In this, I dare not depend upon my personal sympathy as a long-time friend of the former President, nor my professional judgment as a lawyer, and I do not.

As President, my primary concern must always be the greatest good of all the people of the United States whose servant I am. As a man, my first consideration is to be true to my own convictions and my own conscience.

My conscience tells me clearly and certainly that I cannot prolong the bad dreams that continue to reopen a chapter that is closed. My conscience tells me that only I, as President, have the constitutional power to firmly shut and seal this book. My conscience tells me it is my duty, not merely to proclaim domestic tranquillity but to use every means that I have to insure it.

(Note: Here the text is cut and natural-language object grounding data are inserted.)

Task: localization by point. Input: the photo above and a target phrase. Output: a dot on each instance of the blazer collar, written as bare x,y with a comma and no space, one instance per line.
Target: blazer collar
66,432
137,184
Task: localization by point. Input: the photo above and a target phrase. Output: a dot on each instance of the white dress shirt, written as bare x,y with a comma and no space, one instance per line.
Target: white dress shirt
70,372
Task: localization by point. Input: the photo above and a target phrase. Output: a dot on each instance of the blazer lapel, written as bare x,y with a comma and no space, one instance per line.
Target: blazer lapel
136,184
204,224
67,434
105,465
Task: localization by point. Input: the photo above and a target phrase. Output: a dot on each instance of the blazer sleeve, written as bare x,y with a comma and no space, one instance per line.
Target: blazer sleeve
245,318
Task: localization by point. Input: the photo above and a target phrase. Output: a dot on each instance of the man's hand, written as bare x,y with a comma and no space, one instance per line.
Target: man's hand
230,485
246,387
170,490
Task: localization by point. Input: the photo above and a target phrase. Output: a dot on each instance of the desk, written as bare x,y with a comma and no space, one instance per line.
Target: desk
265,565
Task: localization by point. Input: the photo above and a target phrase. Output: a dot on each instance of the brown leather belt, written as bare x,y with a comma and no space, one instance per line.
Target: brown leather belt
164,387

No, the primary concern wasn’t “healing” the nation, no matter how many times that bromide has been chanted through the years since. He spends a great deal of time worried about BEING FAIR TO RICHARD NIXON, a thug willing to commit war crimes and undermine the very Constitution he swore to protect for political gain. (Some feel Ford may have been given the office with the understanding that a pardon would be offered). The rule of law, preserving the Constitution, maintaining even the illusion that we’re all equal under the law, from the low to the high, paled before concerns for Nixon’s well being and the well being of the Republican Party. In fact, his focus on this reason for his pardon has echoes in the partisan Supreme Court decision that argued that G. W. Bush be handed the Presidency to protect HIS equal protection rights under the law. You have to hand it to the corrupt aristocracy of the Republican Party … they have a perverse willingness to twist words, reason and legal precedent beyond all recognition.


Kissinger, Suharto & Ford

Ford wasn’t a great statesman, nor was he a national hero, or a bipartisan healer of national wounds. He was a party operative, a hack, a water-carrier for monsters. We have him to thank for fostering the careers of Rumsfeld and Cheney, and laying the groundwork for the Republican administrations to follow. He kept Kissinger on, and worked with him to greenlight and support Suharto’s slaughter in East Timor. He was a strong supporter of Pinochet’s fascist administration in Chile. He was Hoover’s source within the Warren Commission. Like the current Republican in the White House, he callously turned his back on an American city in need.

We could go on, but why bother? He was what so many in the leadership of this country have become: landed gentry, a pampered insider willing to befriend anybody, condone anything, to further the agenda of the American right. Insisting that he wasn’t as bad as those running the party now doesn’t mitigate his support, cover and mentoring of these people. He was a friend of despots. Other than the made-up assertion that he “healed” the nation, I challenge anybody to point out a single positive thing he left behind when he vacated any of the offices he once held, or that he left behind when he vacated this life. He may have been a nice man to friends and family, a comfortable companion to the very people he felt comfortable with, but he was a terrible President, a terrible Congressman, a barely there Vice President.

The most disgusting part of the huzzahs being sung in his praise this week is how it demonstrates how completely political propaganda has buried any hope for accountability or an honest historical record being presented to the general public. What matters is the story, not any facts, or photos, or eyewitness testimony, or other points of view. Once more a corpse becomes a fetish to validate a political culture where thugs, fascists and authoritarians can act with impunity. Ford acted in his public roles in much the same way that a forgiving school administration helps cover and protect an out-of-control student athlete accused of rape. He epitomized the soft corruption that enables the powerful to prey upon the weak, that forgives the crimes of the connected while enforcing increasingly draconian controls on those without access to high-level help and protection.

Accountability is dead in this country, and Gerald Ford helped to kill it.